The beginning of the poem in the passive voice is indicative of the citizen's lack of initiative. The individual is paid a tribute by constructing a marble monument for him Just as, the Taj Mahal, 'the poetry in marble' was gifted by Shahjahan to his better-half Mumtaz Mahal. However, Mumtaz Mahal's life was filled with blissful love. Here, the unknown citizen's life is constrained by the dictums and doctrines of the state. The state is said to 'construct' him, as he is described, at the outset, in terms of statistics. Furthermore, he is acknowledged as 'unknown'. Only his presence is acknowledged, not his individuality.

Subsequently he is attributed with certificates of conduct. 'Saint' is categorized as an old fashioned word that has lost the connotations that olden times gifted it with, in the modern day context. In the earlier times a person who submitted to God was a saint, now the one who conforms to society is. The modern-day-definition of the saint therefore suits the citizen aptly. He is said to have served the Greater Community that comes across as the Bureaucracy. The capitalization exemplifies the authority of the same. The only exceptions are the war, and day he retired. Does this imply that he did not deserve even retirement?

He worked in a factory and never got fired,
But satisfied his employers, Fudge Motors Inc.
Yet he wasn't a scab or odd in his views,
For his Union reports that he paid his dues,
(Our report on his Union shows it was sound)
And our Social Psychology workers found
That he was popular with his mates and liked a drink.

He is said to have satisfied his Boss and the evaluation of his performance depended primarily on his employer's judgment. His employer is named as Fudge Motors Inc.' parodying the name of the automobile giant Ford Motors Inc.. It reaffirms that modern day Gods are replaced by business firms that at once rule the roost. .Besides, he is shown to be politically correct, conforming to the viewpoint of society. Else, he is dubbed as being 'odd'. He was not a 'scab' that backed off from any unioun strike. The social psychology workers acknowledged that he was popular with friends and enjoyed drinks with them. His being sociable is the evidence for his sound Social Psychology. Again, note that his individual psychology is relegated to the background. In the attempt to please the state, man is essentially dehumanized and demarginalized.

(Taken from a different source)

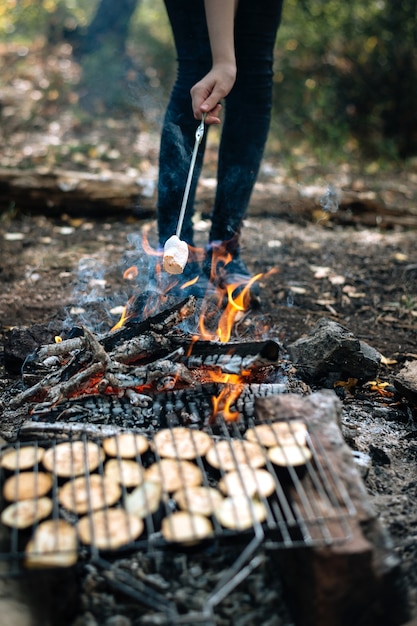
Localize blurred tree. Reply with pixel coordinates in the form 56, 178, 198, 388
64, 0, 140, 58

He bought the newspaper and was updated about the current affairs. His reaction to the advertisements was typical, his responses to the questionares were as anticipated. Insurance Policies are an inherent part of Modern day life,and the speaker had his share of those. He was in a hospital once ,and left it cured as per his health card. His statement of health is assessed by the hospital records. The Producers Research and High-Grade Living record figures on the standard of amenities utilized by the people, and grade their living standards from them. There is a predetermined formula for his living based on these. Therefore, the identity of man in the modern context is grounded on his materialistic march:

And had everything necessary to the Modern Man,
A phonograph, a radio, a car and a frigidaire.

His intelligence is appraised based on his capacity to adapt to installment schemes. He gave 'politically correct' and diplomatic responses to those who conducted Gallup polls. When the country was for peace, he assumed the garb of a pacifist; when the nation was at war, he put forward the fighting spirit. The Eugenist determined that his number of children was just right for him; what he and his wife thought about it was immaterial. He never interfered with the education of his children by the teachers, their stand was never questioned. He poses two rhetorical questions at the end: "Was he free? Was he happy?" "Happiness' and 'Freedom' are two very individual and extremely personal choices. Nevertheless, the state chooses to answer these significant questions too.

What one finally arrives at is this: The customs of society are made for Man, Man is not made for the customs of society. The State is formed for Man, Man is not formed for the State.